2009年12月16日水曜日

体験と経験

①体験と経験の違いについて
(1)
活動は、行為であり反応は要求されません。
体験は行為のみでなくそれに基づく反応をセットでいうものです。このうち、直接体験は五感を通した行為に基づくものであり、その他の体験はより複雑な行為に基づくものです。
経験は、行為とそれに基づく反応そして「学び」を必要とします。
(2)体験と経験の違いは学びというものがあるかないかにあります。学びは、辞書を見ますと、人間が何らかのものごとを新しく身に着けようとする営みであり、動物(人間を含め)の行動が変容すること、とあります。ここでいう行動は習慣であったり行動様式のことだと思います。

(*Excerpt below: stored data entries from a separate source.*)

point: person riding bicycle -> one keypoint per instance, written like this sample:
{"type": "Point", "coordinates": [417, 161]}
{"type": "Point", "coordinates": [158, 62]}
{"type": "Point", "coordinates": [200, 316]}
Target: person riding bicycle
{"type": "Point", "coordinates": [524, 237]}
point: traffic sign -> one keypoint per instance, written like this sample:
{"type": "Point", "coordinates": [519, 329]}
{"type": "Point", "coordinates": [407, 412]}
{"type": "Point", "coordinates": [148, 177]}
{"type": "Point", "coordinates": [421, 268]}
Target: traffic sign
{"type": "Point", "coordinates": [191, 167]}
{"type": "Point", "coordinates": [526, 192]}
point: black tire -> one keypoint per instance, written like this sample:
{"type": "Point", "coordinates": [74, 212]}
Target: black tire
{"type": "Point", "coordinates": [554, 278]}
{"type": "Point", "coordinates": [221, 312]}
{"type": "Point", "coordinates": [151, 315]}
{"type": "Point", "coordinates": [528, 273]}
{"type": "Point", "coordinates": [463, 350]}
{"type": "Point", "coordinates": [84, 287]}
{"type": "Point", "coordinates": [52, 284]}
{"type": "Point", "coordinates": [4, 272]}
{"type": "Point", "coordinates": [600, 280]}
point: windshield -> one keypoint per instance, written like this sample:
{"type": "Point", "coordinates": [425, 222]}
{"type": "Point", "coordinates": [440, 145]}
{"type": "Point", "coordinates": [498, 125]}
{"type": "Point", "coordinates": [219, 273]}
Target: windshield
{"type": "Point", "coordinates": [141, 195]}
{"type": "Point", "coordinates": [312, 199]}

(3)人間の行動が変容するには、これまでに無かった何かを獲得したり、付加されたことが原因となると思います。
自分の価値観のみでみていた人が、他者の価値観を検討し影響され変容した。
一つの見方をしていた人が、複眼的にものをみてものの見方が変わった。
主観的にみていた人が客観的にものをみようと努め他者の意見を聞いて自分の見方を変えた。
など、さまざまな言い方ができると重います。いずれにしても、持っていなかったものを獲得している状態だといえます。
②なぜ経験レベルに高める必要があるか
同じような出来事を潜り抜けていながら、そのことが身につく人とつかない人がいると思います。ここでの表現を使えば、体験から学んでいる人と学んでいない人です。それは、自分が感じたことを捉えられているかいないか、反省があるかないかといった違いから生じるように思います。学んだ場合を経験と呼び、学んでいない場合を体験と呼び分けるとすると、人は体験を体験のままにとどめることも多いように見受けられます。漫然としていると活動が体験で終わってしまうことが多いと思います。
丸ごとの体験をそのまま記憶していたとしても、それは写真に写し取っているようなものです。ものごとの間に関係や意味もなく、ただ単に「それがあった」という状態です。体験したことの意味を自分で考え直すことによって、初めて知恵に昇華し、物事の意味や関連性が捉えられるのだと思います。